РГ | Москва, как много в этом звуке для сердца русского... Опять вопрос возникает. Что значит слово "русский"?

Кувалдин | Думаю, а когда я думаю, то прокатываю, катаю, как морская волна песчинки, катаю слова, играю ими, сопоставляю, слог подставляю к слогу, итак, думаю, что слово "русский" идет от слова греческого, которое таит в себе отголоски Иудеи, Финикии, Египта, слова литературного, религиозного Хиерос, Хиерус, проще говоря - Эрос, что в переводе означает полноту жизни, сексуальность и святость. Пришли на земли, где теперь мы живем, литераторы, носители логоса, слова, основали монастыри в лесах, под защитой рек, болот и озер, чтобы никто им не мешал творить, то есть писать, или сочинять... Бежит история литературы, как река. И теперь мы докапываемся до корней, до оснований. Вникаем в этимологию (происхождение) топонимов.
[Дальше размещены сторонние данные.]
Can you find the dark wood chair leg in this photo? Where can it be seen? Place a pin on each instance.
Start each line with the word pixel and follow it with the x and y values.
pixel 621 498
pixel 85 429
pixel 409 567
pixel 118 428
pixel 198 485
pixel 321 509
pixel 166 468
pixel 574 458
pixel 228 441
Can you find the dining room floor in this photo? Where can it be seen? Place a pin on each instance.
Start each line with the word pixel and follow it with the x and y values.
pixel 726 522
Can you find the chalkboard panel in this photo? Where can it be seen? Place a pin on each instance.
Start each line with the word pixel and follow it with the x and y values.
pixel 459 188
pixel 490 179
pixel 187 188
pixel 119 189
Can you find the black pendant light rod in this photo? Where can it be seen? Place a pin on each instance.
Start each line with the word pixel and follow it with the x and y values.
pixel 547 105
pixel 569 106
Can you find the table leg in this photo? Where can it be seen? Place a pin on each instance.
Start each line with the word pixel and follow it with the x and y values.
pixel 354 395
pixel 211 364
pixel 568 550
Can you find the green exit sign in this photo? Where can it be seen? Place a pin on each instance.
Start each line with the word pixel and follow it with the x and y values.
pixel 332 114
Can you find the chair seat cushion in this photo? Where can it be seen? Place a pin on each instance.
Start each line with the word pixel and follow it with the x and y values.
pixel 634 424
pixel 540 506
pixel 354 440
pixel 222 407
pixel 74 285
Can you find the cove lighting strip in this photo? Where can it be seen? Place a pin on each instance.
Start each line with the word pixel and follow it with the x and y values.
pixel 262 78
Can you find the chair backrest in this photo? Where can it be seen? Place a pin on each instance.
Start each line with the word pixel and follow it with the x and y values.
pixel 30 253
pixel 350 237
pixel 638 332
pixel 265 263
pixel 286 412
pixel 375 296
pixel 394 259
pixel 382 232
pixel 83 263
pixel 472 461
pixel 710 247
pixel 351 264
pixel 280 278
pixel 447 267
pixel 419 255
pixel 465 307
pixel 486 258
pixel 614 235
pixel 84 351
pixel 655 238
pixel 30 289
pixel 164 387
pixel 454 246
Так, например, получаются у меня поучительные и занимательные рассуждения о происхождении названия российской столицы. Значение Москвы в истории российского и советского государств настолько велико, что неудивительно то большое внимание, которое ей оказывается. Делались попытки объяснить этимологию названия столицы, но... На предложенных вариантах останавливаться не будем, поскольку они изложены в книгах Михаила Горбаневского "В мире имен и названий" и Евгения Осетрова "Живая древняя Русь". Любопытства ради заметим, что Осетров, исследовав предложенные варианты и видя тупиковую ситуацию, пустился, как говорится, во все тяжкие: ведь Москву можно было назвать по одноименной реке!

РГ | Протаскивается мысль, что река имеет способность к самоназванию?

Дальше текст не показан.